On June 7, 2012, the United States filed its United States' Response in Opposition to Hopkins' Motion to Extend Time. See Doc. 62 ("Response"). The United States contends that M. Hopkins is not entitled to a ninety-day extension, because the "United States has met its obligations under Fed. R. Civ. P. 34 by its Response and by previously providing the responsive documents to [M.] Hopkins prior to this civil case." Response at 1. The United States asserts that M. Hopkins failed to properly address his discovery requests the first time he attempted to send them to the United States, and the United States thus did not receive service until March 14, 2012. See Response ¶ 4, at 1-2. The United States points out that M. Hopkins "omits telling the Court that during his criminal tax evasion trial, Hopkins and his attorneys had copies of each of the documents responsive to his current request for production . . . ." Response ¶ 4, at 2. The United States requests that the Court deny M. Hopkins' request for a ninety-day extension in his Motion to Extend Time. See Response at 3.

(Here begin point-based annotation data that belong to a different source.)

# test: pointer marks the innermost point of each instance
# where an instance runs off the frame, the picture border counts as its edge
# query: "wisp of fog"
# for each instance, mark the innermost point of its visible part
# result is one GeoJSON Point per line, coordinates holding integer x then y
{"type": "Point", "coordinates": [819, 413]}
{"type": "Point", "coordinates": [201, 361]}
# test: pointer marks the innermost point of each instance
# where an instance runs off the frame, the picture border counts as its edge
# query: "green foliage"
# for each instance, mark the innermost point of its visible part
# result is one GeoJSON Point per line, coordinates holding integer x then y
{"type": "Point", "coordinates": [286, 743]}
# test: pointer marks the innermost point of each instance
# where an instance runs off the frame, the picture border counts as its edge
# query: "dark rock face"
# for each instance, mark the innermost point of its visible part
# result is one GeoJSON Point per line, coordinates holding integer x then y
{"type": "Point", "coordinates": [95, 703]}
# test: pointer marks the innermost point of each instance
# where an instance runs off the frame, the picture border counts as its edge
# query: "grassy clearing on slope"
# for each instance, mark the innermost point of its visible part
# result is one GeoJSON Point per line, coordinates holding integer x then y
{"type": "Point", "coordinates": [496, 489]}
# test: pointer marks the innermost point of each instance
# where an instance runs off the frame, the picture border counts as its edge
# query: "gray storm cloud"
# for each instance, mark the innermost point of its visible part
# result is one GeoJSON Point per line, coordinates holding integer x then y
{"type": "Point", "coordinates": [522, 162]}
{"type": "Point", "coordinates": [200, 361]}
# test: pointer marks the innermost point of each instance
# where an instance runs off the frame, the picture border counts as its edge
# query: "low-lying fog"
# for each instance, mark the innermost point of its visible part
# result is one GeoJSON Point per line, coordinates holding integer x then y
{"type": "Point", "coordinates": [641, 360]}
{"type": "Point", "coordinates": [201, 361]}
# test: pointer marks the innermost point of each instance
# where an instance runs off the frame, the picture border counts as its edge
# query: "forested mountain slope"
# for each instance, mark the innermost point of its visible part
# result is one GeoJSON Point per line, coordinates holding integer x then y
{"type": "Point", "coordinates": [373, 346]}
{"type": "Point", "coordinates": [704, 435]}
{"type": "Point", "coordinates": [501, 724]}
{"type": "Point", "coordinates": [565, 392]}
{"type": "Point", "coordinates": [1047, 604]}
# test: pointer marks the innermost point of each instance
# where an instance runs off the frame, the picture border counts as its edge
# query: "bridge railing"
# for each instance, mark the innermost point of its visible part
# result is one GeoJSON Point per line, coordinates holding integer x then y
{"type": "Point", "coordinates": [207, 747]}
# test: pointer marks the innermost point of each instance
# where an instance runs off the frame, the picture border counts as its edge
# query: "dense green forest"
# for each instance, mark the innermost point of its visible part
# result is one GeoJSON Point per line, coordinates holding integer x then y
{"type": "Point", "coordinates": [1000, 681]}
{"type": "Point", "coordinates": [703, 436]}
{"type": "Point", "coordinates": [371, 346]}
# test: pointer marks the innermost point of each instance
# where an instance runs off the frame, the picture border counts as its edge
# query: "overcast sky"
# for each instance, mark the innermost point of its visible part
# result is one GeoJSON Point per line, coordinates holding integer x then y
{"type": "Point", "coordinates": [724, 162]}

On July 19, 2012, M. Hopkins filed his Motion to Appear at Motion Hearing by Telephonic Conference, requesting the Court to allow him to appear for the July 24, 2012, hearing by telephone, because he is incarcerated at "Federal Prison Camp La Tuna . . . [and] is not allowed a furlough to travel to the hearing." Motion to Appear at Motion Hearing by Telephonic Conference at 2.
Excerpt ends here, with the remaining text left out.